Leitsatz (amtlich)

1. Zum Umfang und zum Ausschluss der Vertretungsbefugnis der (rechtlichen) Eltern im Vaterschaftsanfechtungsverfahren.

2. Die Vaterschaftsanfechtungsfrist beginnt für das Kind nicht durch Kenntniserlangung der gegen die Vaterschaft sprechenden maßgeblichen Umstände in der Person des von der Vertretung des Kindes in einem Vaterschaftsanfechtungsverfahren ausgeschlossenen Elternteils zu laufen.

Die Vaterschaftsanfechtungsfrist beginnt für das Kind durch Kenntniserlangung der gegen die Vaterschaft sprechenden maßgeblichen Umstände in der Person des Ergänzungspflegers frühestens mit dem Zeitpunkt der Bestellung zum Ergänzungspfleger.

 

Verfahrensgang

AG Koblenz (Beschluss vom 30.09.2014; Aktenzeichen 205 F 294/14)

 

Tenor

1. Die Beschwerde der Stadt... [Y] gegen den Beschluss des AG - Familiengericht - Koblenz vom 30.9.2014 wird zurückgewiesen.

2. Von der Erhebung gerichtlicher Kosten wird abgesehen.
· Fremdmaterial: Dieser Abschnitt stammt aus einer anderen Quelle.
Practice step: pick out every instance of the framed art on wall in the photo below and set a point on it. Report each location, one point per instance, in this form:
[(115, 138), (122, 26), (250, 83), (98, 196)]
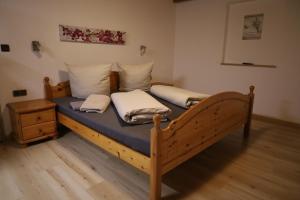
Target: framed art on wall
[(91, 35)]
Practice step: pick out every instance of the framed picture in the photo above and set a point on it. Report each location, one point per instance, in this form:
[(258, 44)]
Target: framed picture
[(252, 28), (91, 35)]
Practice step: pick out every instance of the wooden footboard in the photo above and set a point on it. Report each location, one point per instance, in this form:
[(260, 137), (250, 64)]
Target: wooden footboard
[(198, 128)]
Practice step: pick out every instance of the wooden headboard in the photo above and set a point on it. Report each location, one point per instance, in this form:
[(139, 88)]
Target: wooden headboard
[(63, 89)]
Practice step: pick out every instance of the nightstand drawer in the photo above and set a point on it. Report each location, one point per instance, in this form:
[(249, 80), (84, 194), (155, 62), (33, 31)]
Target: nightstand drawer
[(39, 130), (37, 117)]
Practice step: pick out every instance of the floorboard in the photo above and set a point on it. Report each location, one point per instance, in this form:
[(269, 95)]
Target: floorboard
[(267, 166)]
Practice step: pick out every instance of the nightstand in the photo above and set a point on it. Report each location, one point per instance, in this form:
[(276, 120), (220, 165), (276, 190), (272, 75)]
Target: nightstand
[(32, 120)]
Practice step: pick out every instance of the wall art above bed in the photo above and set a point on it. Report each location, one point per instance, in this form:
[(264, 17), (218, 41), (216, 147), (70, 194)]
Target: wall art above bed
[(90, 35)]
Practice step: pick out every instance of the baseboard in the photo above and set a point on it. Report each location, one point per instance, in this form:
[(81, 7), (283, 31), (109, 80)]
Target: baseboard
[(275, 121)]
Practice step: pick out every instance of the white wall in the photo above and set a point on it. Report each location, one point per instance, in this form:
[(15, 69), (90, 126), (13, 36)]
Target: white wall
[(146, 22), (199, 35)]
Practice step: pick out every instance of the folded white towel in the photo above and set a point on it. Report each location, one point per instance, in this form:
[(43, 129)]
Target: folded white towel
[(138, 107), (95, 103), (177, 96)]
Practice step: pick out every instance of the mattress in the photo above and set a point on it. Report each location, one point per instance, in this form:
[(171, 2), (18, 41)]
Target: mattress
[(109, 123)]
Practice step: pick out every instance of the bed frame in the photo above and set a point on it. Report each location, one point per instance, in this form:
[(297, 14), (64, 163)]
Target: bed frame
[(195, 130)]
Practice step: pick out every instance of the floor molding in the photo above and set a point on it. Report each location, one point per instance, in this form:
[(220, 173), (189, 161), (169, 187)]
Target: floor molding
[(275, 121)]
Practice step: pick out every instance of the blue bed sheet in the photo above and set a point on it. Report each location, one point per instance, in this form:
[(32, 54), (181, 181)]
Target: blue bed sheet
[(109, 123)]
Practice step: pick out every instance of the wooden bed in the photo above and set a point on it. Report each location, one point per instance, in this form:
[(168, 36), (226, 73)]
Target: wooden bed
[(195, 130)]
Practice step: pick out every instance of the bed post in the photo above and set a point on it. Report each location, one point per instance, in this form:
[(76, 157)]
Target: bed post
[(47, 87), (249, 116), (155, 169)]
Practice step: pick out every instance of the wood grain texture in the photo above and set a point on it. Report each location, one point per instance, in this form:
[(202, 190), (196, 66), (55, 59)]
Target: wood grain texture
[(156, 160), (219, 115), (201, 126), (29, 119), (32, 120), (267, 167), (124, 153)]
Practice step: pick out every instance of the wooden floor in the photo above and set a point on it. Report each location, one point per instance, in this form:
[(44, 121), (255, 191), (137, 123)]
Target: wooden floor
[(268, 167)]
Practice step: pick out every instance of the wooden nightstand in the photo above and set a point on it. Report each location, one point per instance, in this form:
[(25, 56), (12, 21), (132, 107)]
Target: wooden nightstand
[(32, 120)]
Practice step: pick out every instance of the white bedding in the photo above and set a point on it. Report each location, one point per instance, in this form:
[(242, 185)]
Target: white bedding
[(95, 103), (177, 96), (138, 107)]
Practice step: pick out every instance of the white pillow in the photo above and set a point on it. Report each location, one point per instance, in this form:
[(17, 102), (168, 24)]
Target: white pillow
[(87, 80), (135, 77)]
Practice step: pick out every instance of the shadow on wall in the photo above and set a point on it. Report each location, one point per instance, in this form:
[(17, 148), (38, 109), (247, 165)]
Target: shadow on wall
[(1, 126)]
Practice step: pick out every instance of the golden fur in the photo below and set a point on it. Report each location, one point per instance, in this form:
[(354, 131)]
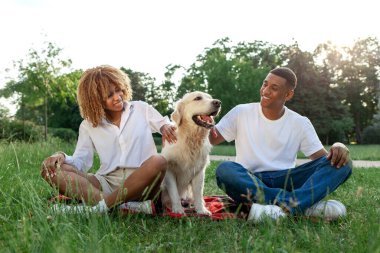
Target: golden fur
[(93, 90), (189, 156)]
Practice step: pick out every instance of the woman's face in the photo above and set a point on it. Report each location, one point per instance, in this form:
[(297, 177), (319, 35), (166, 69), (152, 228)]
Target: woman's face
[(114, 101)]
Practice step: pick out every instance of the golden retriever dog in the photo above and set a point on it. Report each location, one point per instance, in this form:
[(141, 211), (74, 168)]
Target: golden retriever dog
[(189, 156)]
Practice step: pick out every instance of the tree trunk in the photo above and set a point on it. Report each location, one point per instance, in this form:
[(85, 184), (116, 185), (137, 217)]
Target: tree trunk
[(45, 102)]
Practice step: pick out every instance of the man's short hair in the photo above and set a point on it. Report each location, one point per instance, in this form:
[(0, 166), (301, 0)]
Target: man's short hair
[(287, 74)]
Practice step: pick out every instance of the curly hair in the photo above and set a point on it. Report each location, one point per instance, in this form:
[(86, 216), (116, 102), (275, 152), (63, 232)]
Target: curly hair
[(94, 88)]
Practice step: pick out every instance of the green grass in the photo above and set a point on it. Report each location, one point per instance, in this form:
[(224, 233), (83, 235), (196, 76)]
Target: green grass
[(27, 225)]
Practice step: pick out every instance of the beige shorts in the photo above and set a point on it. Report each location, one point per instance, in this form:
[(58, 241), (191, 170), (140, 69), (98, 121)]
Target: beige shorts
[(113, 180)]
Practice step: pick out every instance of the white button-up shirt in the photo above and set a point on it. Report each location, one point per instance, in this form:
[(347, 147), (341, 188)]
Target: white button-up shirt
[(127, 146)]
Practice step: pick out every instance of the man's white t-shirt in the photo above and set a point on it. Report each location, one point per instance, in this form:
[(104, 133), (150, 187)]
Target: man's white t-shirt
[(126, 146), (268, 145)]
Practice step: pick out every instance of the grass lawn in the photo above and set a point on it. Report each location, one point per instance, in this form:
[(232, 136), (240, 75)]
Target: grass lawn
[(27, 225)]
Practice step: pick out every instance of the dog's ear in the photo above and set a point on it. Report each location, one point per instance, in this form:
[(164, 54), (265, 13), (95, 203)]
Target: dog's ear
[(176, 116)]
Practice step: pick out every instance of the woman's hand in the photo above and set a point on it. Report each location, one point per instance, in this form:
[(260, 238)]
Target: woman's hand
[(51, 164), (168, 133)]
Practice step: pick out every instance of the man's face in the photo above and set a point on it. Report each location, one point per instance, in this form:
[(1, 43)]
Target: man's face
[(275, 92)]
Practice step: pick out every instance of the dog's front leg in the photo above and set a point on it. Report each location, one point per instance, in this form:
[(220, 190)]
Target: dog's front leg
[(197, 184), (171, 186)]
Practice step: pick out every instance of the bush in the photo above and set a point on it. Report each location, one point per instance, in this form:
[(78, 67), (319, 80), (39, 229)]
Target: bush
[(371, 134), (20, 130), (66, 134)]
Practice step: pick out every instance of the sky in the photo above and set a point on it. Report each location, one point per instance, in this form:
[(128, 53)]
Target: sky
[(148, 35)]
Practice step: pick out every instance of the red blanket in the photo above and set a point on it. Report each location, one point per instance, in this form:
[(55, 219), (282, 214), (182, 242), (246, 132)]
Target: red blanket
[(220, 206)]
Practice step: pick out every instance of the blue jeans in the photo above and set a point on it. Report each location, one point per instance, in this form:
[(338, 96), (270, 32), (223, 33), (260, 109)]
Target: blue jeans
[(296, 189)]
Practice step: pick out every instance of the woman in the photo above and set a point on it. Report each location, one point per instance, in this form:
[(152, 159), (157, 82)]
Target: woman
[(120, 131)]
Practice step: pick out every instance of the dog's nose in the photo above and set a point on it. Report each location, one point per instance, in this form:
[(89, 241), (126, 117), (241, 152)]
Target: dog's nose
[(216, 103)]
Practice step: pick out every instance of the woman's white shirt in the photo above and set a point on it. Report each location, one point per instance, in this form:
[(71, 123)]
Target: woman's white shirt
[(126, 146)]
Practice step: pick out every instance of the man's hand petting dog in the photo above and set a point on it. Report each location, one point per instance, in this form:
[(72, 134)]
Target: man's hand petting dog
[(51, 164)]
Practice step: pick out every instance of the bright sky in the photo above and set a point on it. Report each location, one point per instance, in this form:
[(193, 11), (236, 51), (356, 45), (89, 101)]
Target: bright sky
[(147, 35)]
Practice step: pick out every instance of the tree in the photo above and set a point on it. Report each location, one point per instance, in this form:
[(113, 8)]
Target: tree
[(316, 99), (36, 80), (232, 73), (355, 72)]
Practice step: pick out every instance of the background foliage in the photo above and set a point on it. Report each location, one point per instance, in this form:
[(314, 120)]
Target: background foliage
[(338, 88)]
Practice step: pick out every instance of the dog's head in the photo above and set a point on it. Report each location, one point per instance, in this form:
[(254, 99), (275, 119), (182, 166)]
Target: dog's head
[(198, 107)]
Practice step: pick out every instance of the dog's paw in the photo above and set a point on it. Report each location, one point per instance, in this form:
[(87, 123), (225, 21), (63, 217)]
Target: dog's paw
[(203, 211), (178, 209)]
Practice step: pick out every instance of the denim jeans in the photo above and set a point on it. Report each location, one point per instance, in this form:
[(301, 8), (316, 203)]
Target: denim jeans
[(295, 189)]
Außergerichtliche Kosten werden nicht erstattet.

 

Gründe

I. Das Kind... [A], geboren am... 2004, beantragt die Einrichtung einer Ergänzungspflegschaft zum Zwecke der Anfechtung der Vaterschaft. Sie geht davon aus, ihr Vater sei nicht der Ehemann ihrer Mutter sondern der inzwischen am 3.5.2014 verstorbene Dr... [B], vormals... [Z].

Im Verfahren 191 F 636/11 vor dem AG Koblenz war im Rahmen eines Umgangsantrags des Dr... [B] im Einvernehmen der Beteiligten ein Abstammungsgutachten eingeholt worden (Eingang bei Gericht am 6.8.2012), das die Vaterschaft des rechtlichen Vaters, des Ehemannes der Mutter des Kindes, ausschloss, nicht aber die Vaterschaft des Dr... [B]. Für diese spreche ein Wahrscheinlichkeitswert von über 99,999 %; seine Vaterschaft sei damit praktisch erwiesen.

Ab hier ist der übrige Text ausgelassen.